In the map phase of my program, I need to know the total number of mappers that are created. This will help me in the key creation process of the map (I want to emit as many key-value pairs for each object as the number of mappers).
I know that setting the number of mappers is just a hint, but what is the way to get the actual number of mappers. I tried the following in the configure method of my Mapper:
public void configure(JobConf conf) {
System.out.println("map tasks: "+conf.get("mapred.map.tasks"));
System.out.println("tipid: "+conf.get("mapred.tip.id"));
System.out.println("taskpartition: "+conf.get("mapred.task.partition"));
}
But I get the results:
map tasks: 1
tipid: task_local1204340194_0001_m_000000
taskpartition: 0
map tasks: 1
tipid: task_local1204340194_0001_m_000001
taskpartition: 1
which means (?) that there are two map tasks, and not just one, as printed (which is quite natural, since I have two small input files).
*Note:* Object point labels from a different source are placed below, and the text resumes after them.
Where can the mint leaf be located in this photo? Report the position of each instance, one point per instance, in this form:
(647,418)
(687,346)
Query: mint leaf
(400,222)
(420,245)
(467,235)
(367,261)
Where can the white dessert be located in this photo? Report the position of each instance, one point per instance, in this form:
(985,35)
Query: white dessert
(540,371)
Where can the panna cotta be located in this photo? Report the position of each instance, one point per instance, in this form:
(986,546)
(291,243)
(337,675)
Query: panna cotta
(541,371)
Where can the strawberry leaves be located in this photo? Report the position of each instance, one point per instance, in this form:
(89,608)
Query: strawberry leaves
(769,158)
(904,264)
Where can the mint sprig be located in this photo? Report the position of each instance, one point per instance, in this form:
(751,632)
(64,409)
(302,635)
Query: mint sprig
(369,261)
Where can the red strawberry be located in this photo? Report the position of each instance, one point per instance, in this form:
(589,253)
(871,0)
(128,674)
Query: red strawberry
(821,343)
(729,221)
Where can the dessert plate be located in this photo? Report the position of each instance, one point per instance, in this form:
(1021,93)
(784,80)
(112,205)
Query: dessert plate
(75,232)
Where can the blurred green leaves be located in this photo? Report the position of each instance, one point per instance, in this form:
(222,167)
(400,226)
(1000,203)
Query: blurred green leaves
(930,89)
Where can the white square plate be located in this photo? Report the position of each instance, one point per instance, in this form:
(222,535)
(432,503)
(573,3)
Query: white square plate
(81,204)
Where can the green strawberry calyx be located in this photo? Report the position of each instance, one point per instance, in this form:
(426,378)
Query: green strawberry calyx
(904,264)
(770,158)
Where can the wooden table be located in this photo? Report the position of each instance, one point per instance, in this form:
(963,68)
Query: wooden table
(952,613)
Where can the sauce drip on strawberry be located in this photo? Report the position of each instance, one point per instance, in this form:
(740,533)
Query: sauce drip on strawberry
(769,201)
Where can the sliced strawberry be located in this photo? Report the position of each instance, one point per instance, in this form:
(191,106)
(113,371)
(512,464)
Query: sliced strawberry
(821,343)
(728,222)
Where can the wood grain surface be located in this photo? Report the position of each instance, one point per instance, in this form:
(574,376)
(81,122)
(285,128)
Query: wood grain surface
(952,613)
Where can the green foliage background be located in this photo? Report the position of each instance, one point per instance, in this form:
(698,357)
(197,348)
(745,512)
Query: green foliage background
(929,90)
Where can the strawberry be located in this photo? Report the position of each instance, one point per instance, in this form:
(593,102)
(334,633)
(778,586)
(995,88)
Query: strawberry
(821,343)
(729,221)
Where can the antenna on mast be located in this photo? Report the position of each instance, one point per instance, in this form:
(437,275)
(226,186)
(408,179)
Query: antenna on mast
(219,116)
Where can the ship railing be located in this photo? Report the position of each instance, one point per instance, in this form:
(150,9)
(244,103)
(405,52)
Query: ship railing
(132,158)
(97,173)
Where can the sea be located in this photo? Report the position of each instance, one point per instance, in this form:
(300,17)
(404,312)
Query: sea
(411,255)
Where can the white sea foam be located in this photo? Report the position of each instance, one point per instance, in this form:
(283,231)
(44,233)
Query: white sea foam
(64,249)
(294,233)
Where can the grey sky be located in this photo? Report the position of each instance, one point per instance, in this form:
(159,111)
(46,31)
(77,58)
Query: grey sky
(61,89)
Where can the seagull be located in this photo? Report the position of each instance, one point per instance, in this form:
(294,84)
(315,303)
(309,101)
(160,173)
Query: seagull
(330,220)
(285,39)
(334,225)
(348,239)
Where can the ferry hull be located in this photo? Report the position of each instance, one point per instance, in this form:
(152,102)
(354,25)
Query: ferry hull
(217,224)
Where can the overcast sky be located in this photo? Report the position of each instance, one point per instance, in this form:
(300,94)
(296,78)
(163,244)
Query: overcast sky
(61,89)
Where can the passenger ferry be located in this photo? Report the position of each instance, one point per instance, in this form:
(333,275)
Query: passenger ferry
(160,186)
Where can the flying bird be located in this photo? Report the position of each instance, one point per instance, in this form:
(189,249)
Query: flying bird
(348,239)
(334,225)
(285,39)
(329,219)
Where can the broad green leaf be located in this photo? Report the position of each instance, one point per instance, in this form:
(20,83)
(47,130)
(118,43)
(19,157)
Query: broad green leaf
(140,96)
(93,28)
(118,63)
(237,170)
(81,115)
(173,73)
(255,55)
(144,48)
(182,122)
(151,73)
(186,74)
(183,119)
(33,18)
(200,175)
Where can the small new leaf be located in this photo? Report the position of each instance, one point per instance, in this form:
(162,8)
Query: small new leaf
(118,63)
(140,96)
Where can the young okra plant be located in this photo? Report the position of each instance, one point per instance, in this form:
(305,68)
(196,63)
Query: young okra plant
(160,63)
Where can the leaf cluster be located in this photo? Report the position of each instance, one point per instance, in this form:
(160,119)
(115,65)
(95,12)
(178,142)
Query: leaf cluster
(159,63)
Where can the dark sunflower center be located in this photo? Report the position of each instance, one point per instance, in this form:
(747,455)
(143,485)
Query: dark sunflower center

Shouldn't the number after map tasks be 2?
For now, I just count the number of files in the input folder, but this is not a good solution, since a file could be larger than the block size and result in more than one input splits and hence mappers. Any suggestions?
Finally, it seems that conf.get("mapred.map.tasks"))
DOES work after all, when I generate an executable jar file and run my program in the cluster/locally. Now the output of "map tasks" is correct.
It did not work only when running my mapreduce program locally on hadoop from the eclipse-plugin. Maybe it is an eclipse-plugin's issue.
I hope this will help someone else having the same issue. Thank you for your answers!